Defend DACA by Molly Adams

 

If President Trump had his way, today—March 5—would mark the end of the Deferred Action for Childhood Arrivals or DACA program. When the Administration announced in September 2017 that it would be rescinding DACA, it stated that today would be the last day before thousands of DACA recipients across the country would lose their work permits and protection from deportation. Of course, the reality has been that thousands of DACA recipients have already lost their protections because of the way the Trump administration suddenly tried to take away the program, but starting tomorrow, many more would be at risk if the administration had its way.

 

If there is some good news today, it is that two federal courts have found that the way that the President tried to end the DACA program was unlawful and have blocked him from fully implementing that decision. These court decisions (by federal district court judges in San Francisco and New York) mean that individuals who have previously been approved for DACA can still pursue renewal applications for that form of protection. Those decisions require the Department of Homeland Security (DHS) to accept and process renewal applications but does not require it to accept new applications from people who never applied for DACA. (To read in more detail what this means for DACA recipients, you can read our advisory here.

 

Because of these court decisions, some people may think that today’s DACA “deadline” no longer exists.

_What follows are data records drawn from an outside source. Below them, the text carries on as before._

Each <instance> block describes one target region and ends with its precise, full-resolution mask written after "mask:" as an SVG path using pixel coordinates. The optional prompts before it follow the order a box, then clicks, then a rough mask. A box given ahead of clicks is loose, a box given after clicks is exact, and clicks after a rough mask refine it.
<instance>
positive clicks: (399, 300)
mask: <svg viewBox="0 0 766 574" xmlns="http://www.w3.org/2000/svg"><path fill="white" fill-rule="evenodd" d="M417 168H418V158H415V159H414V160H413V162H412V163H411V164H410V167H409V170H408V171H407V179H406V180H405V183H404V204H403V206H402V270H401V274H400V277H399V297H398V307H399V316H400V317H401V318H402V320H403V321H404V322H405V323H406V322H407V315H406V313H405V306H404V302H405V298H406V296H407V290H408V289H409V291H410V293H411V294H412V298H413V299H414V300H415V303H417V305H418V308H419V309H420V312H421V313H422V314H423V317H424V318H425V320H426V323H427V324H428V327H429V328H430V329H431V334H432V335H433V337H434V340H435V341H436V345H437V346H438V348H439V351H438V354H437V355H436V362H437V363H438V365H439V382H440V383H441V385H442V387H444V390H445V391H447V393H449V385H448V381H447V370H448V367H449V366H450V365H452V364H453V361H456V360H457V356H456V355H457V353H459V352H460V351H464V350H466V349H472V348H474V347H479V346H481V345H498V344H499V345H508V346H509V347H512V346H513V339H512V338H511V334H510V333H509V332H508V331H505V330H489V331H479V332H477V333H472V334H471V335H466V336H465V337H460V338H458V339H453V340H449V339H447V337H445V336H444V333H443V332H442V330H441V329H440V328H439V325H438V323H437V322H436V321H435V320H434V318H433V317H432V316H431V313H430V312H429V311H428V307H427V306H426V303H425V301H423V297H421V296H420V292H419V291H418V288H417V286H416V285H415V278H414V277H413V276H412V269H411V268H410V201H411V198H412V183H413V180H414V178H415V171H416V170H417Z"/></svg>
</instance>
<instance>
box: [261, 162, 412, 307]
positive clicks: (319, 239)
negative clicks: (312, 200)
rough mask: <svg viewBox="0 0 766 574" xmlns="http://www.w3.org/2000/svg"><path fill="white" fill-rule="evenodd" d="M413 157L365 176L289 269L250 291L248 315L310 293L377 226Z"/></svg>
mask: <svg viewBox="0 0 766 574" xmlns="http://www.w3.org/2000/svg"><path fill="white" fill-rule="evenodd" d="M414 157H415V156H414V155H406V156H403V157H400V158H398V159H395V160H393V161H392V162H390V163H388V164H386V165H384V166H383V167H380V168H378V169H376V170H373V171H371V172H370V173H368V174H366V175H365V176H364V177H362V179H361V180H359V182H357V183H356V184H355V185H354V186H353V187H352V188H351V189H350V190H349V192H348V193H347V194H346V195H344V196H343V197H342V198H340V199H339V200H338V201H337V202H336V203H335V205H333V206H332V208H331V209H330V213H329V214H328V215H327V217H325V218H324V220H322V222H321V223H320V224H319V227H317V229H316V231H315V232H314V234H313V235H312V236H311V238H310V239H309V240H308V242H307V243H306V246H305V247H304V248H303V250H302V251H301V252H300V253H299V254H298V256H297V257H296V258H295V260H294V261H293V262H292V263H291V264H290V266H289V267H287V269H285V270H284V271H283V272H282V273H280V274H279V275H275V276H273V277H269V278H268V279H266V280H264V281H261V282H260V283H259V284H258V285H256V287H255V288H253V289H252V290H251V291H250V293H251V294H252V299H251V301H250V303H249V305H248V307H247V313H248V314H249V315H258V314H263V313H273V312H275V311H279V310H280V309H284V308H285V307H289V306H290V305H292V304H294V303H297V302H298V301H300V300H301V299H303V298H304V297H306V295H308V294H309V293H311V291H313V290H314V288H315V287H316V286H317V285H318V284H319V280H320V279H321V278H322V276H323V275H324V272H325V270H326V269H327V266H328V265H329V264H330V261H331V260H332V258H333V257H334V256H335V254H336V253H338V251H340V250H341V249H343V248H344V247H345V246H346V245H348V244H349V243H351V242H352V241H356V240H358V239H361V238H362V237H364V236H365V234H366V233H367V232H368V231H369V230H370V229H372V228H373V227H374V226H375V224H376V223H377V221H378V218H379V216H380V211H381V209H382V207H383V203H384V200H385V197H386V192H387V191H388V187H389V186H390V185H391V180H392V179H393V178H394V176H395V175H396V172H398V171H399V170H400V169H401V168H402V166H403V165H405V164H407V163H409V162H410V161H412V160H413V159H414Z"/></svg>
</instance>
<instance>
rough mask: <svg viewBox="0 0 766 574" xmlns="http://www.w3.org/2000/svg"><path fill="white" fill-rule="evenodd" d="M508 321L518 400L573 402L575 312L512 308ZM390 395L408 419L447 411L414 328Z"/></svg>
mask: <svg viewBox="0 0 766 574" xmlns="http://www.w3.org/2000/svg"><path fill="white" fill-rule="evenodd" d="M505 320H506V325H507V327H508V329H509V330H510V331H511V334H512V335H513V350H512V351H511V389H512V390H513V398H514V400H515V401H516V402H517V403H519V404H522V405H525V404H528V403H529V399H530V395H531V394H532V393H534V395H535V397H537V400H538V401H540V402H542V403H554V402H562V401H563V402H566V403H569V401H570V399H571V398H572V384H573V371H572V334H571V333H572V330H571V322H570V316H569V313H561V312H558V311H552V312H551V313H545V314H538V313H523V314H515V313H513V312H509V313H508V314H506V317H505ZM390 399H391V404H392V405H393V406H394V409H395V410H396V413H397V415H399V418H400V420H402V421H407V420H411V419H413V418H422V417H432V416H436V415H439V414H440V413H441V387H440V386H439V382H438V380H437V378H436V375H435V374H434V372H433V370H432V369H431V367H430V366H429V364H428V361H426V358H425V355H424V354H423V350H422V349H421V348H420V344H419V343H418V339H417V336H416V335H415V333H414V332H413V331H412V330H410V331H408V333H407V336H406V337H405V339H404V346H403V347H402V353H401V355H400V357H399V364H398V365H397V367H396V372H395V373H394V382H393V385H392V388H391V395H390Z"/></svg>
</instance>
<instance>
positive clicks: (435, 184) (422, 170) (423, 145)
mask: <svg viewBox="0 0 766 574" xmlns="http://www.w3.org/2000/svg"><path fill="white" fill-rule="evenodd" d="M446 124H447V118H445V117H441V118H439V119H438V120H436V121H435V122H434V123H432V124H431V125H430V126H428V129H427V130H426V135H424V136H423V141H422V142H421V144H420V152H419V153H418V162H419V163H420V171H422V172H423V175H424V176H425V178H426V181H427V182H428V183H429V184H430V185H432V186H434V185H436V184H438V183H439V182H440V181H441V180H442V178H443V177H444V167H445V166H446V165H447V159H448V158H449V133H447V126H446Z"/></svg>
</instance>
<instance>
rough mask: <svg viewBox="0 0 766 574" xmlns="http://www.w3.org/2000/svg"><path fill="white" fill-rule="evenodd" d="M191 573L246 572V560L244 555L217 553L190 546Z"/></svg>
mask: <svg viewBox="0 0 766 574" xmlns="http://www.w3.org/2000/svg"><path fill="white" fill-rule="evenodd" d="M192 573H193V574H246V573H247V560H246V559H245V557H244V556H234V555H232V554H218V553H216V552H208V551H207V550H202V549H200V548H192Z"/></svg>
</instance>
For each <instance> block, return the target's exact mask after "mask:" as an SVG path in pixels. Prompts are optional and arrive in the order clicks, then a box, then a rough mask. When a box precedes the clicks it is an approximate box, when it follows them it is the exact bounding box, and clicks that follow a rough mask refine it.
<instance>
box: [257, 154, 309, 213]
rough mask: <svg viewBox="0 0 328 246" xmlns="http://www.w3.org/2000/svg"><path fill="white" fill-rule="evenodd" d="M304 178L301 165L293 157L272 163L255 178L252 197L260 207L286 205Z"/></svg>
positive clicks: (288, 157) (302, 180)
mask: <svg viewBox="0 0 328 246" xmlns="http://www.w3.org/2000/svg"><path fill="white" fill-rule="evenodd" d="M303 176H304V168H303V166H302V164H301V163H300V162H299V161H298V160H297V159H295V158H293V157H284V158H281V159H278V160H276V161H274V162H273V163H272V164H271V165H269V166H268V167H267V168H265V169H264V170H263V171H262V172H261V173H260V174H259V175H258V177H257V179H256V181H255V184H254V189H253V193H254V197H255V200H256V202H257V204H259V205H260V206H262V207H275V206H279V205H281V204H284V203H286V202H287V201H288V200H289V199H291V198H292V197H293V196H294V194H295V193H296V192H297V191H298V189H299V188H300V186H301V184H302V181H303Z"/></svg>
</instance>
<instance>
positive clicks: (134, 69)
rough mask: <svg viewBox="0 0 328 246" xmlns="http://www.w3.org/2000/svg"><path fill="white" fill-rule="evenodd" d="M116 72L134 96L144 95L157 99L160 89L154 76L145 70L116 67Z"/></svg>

Certainly, the court rulings will mitigate some of the impact of the President’s decision to end DACA. But the uncertainty and danger for DACA recipients and their families is still out there: the Administration is fighting hard to overturn the court rulings so it can fully implement this attack on immigrant communities. And the court rulings are temporary in nature and susceptible to being overturned at some point by a higher court.

 

So the deadline faced by undocumented individuals who have been protected by DACA is still out there, it is just harder to know when it will be. So we hope that today we remember what the Administration wanted today to be and what it is actively working to make happen. The uncertainty about the deadline has sapped urgency for Congress to take action to enact permanent protections for DACA recipients and their families. We urge you to continue to be allies to undocumented community members and call on Congress to pass legislation like the Dream Act that would provide a path to citizenship for DACA recipients and other undocumented individuals.